Podem participar do programa jovens que cometeram delitos como o primeiro assalto (desde que o adolescente tenha família), prisão pela primeira vez com arma de fogo e tráfico de drogas.
"A medida não está sendo executada da forma correta. Os cemitérios estão ficando cheios de adolescentes que estavam no programa de liberdade assistida", afirmou a promotora da Infância e da Adolescência de São Paulo, Sueli Buzo Riviera.
"A situação caótica da periferia ajuda os bandidos e não os que querem ter uma vida normal, ir à escola, trabalhar. Os responsáveis pela liberdade assistida são impotentes para recuperar e garantir a vida dos infratores", disse Sueli.
De acordo com especialistas, existe uma série de falhas no projeto. Algumas, inclusive, não são de responsabilidade apenas do governo estadual.
A primeira vem de uma imperfeição do próprio ECA que determina, em seus artigos 118 e 119, que o adolescente colocado no programa tem de ser assistido por monitores especializados, mas não determina o número ideal, máximo ou mínimo.
Os monitores ou educadores foram criados pelo ECA para ser uma espécie de anjo-da-guarda dos infratores.
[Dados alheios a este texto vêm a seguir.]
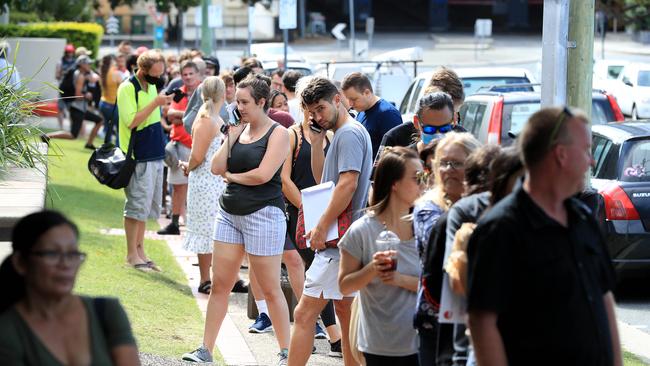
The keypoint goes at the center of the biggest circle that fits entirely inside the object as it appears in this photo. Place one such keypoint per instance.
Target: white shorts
(322, 279)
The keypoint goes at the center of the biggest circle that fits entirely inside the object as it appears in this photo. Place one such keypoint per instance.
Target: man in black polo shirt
(540, 277)
(442, 80)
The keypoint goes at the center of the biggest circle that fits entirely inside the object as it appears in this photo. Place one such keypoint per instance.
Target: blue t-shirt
(378, 120)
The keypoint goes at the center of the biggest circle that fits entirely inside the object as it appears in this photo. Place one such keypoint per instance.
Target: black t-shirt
(545, 281)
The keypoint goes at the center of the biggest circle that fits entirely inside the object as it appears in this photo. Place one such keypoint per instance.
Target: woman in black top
(251, 216)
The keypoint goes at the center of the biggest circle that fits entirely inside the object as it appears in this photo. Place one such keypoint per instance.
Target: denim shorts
(262, 233)
(144, 192)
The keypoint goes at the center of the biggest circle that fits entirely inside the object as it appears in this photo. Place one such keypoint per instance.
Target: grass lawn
(164, 316)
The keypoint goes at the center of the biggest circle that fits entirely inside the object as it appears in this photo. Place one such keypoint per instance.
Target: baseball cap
(84, 59)
(82, 51)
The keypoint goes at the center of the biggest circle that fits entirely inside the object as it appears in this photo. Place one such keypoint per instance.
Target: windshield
(636, 159)
(515, 115)
(644, 78)
(472, 85)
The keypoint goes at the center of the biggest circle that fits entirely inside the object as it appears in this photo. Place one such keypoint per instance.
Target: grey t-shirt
(386, 311)
(350, 150)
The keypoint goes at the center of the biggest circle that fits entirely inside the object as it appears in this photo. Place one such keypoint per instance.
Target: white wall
(34, 54)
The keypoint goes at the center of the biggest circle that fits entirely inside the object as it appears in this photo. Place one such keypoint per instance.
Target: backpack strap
(296, 147)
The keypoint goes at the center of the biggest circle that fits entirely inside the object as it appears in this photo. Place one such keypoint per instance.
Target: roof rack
(495, 88)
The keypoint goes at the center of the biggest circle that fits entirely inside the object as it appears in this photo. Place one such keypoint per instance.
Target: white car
(473, 80)
(606, 73)
(633, 90)
(274, 51)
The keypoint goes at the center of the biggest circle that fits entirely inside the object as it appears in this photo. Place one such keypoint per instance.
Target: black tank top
(301, 173)
(240, 199)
Mas a proporção entre adolescentes e monitores mostra que a missão é quase impossível. Na capital, há 1 monitor para cada 167 adolescentes. No Estado, é 1 para cada 82.
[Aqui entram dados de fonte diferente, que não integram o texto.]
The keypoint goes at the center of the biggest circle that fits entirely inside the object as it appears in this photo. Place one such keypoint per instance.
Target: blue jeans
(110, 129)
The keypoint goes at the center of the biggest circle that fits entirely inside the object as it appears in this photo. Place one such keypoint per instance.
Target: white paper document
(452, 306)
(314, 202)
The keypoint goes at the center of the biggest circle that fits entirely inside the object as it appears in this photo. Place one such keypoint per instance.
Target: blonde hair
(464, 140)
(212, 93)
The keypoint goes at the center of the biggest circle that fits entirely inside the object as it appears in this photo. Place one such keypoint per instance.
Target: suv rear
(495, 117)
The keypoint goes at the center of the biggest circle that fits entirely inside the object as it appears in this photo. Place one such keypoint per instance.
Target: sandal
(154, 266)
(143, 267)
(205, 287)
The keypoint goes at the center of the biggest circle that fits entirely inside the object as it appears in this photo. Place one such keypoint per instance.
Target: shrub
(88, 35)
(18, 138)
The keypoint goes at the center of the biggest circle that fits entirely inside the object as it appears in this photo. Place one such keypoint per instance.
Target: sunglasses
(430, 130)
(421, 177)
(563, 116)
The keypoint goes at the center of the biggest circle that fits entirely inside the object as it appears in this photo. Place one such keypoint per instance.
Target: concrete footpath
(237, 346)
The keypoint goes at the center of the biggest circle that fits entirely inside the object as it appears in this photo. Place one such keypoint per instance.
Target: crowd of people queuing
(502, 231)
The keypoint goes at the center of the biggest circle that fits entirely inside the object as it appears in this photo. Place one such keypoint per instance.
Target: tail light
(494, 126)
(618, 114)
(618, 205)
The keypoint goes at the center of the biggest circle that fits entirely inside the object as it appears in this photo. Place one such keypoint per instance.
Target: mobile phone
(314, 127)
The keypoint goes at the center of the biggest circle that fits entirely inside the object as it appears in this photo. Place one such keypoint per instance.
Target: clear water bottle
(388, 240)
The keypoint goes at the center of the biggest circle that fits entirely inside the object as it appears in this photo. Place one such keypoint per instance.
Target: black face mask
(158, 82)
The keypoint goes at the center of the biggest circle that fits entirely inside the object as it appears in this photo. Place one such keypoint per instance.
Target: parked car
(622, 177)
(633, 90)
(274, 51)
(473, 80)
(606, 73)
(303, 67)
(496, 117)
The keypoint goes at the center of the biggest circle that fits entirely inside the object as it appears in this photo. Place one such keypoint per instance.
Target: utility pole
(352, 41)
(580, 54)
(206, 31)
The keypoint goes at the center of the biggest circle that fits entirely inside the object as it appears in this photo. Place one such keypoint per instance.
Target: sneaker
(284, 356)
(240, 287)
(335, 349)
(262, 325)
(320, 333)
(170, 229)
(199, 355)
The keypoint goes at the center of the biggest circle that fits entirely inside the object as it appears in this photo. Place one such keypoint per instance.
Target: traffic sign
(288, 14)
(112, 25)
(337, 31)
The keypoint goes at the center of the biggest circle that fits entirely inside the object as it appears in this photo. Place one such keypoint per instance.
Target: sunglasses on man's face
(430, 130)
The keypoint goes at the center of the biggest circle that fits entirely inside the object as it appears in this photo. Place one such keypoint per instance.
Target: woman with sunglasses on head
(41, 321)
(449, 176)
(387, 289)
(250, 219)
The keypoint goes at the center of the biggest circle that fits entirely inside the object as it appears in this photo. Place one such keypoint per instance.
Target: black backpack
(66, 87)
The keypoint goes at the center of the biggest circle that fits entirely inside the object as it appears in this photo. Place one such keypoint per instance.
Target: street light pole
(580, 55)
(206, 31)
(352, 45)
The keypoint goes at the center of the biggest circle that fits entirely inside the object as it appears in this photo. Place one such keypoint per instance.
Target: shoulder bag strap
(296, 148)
Os monitores fariam a matrícula dos adolescentes infratores, acompanhariam o desempenho escolar, ajudariam a protegê-los contra as ameaças de morte e tentariam inserir o jovem em um curso profissionalizante ou em programas de assistência social.
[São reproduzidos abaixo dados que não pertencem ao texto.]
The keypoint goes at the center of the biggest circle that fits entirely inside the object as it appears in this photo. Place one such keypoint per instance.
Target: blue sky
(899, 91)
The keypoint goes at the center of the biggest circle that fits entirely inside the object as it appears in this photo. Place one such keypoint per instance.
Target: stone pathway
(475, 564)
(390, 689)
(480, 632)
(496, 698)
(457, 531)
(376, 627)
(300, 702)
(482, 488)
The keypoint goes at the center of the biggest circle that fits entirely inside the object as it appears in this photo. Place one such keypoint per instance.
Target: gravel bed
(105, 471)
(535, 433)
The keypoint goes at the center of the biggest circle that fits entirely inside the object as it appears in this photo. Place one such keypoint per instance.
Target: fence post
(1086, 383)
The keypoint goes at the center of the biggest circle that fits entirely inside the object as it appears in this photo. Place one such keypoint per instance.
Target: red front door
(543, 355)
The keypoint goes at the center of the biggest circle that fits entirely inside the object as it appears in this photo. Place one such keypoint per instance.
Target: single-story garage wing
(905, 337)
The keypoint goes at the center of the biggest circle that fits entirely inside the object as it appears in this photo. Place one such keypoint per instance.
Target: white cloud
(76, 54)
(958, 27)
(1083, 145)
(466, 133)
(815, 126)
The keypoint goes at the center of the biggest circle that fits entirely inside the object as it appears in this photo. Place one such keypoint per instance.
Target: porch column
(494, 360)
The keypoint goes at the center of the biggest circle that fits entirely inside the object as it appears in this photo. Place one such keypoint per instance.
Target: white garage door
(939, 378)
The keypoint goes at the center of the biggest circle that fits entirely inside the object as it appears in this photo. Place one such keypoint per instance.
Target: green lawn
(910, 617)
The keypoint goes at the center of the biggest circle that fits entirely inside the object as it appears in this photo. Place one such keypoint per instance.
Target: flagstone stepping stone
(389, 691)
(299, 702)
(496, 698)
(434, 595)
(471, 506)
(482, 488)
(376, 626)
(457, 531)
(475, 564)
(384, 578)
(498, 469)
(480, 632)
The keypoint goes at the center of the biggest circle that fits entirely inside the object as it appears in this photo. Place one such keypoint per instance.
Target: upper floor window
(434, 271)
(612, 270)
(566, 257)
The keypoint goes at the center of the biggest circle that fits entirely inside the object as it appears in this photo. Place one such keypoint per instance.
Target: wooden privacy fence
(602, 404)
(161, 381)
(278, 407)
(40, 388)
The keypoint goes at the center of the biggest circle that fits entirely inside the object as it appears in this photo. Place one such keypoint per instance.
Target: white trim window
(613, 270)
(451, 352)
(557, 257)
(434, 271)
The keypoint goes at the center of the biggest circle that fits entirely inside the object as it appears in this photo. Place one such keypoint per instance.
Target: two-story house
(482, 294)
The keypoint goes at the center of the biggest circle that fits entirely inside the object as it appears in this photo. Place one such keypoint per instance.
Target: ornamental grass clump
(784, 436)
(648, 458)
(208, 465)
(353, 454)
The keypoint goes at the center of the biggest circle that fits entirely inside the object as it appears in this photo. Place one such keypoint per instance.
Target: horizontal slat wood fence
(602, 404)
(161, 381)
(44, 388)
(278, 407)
Como os monitores são poucos, isso é quase impossível de ser realizado. No sistema de liberdade assistida de São Paulo, geralmente os infratores é que procuram um dos 61 postos de atendimento do Estado, a maioria deles em convênio entre a Febem, prefeituras e ONGs (organizações não-governamentais).
Outra falha considerada é a de que, além da ausência de um acompanhamento mais próximo dos infratores em liberdade assistida, há falta de estrutura de atendimento de saúde, profissionalização e assistência social. "Falta uma rede de apoio e, além disso, não há vagas para os infratores em centros de recuperação de drogados e cursos de profissionalização", disse o promotor da Infância e da Adolescência de São Paulo, Wilson Tafner.
O Estado investe mensalmente R$ 60 em cada menor inserido no programa em convênio com ONGs e prefeituras. Esse valor equivale a apenas 3,53% do valor (R$ 1.700) que a Febem gasta por mês com cada um de seus mais de 4.000 internos.
Com os R$ 60, a entidade credenciada pela Febem deve, além de pagar as contas para a manutenção do local (água, luz e telefone), arcar com os salários dos orientadores (pedagogo, assistente social, psicólogo e educador) e colaborar com a sobrevivência das famílias dos menores, oferecendo cestas básicas e atendimento médico.
Com a mesma quantia, em algumas oportunidades, a entidade tem de custear a "fuga" de toda uma família para outros Estados.
"Muitas vezes somos obrigados a comprar passagens de ônibus de última hora para o jovem e seus pais fugirem da cidade. Os filhos se envolvem com as drogas, e os pais são ameaçados de morte", disse o administrador do Centro de Formação Cultural da Obra Social Dom Bosco, o padre Rosalvino Moran Vinayo.
Na opinião da coordenadora do centro, Maria Tereza da Silva, o processo de entrevistas individuais realizadas semanal ou mensalmente não pode garantir a melhoria na educação dos menores.
"Eles podem sentar na frente de um pedagogo e dizer que querem estudar e trabalhar. Mas, quando acaba o período da liberdade assistida (após seis meses ou dois anos), eles saem às ruas para ser exterminados ou passar o dia inteiro roubando", afirmou.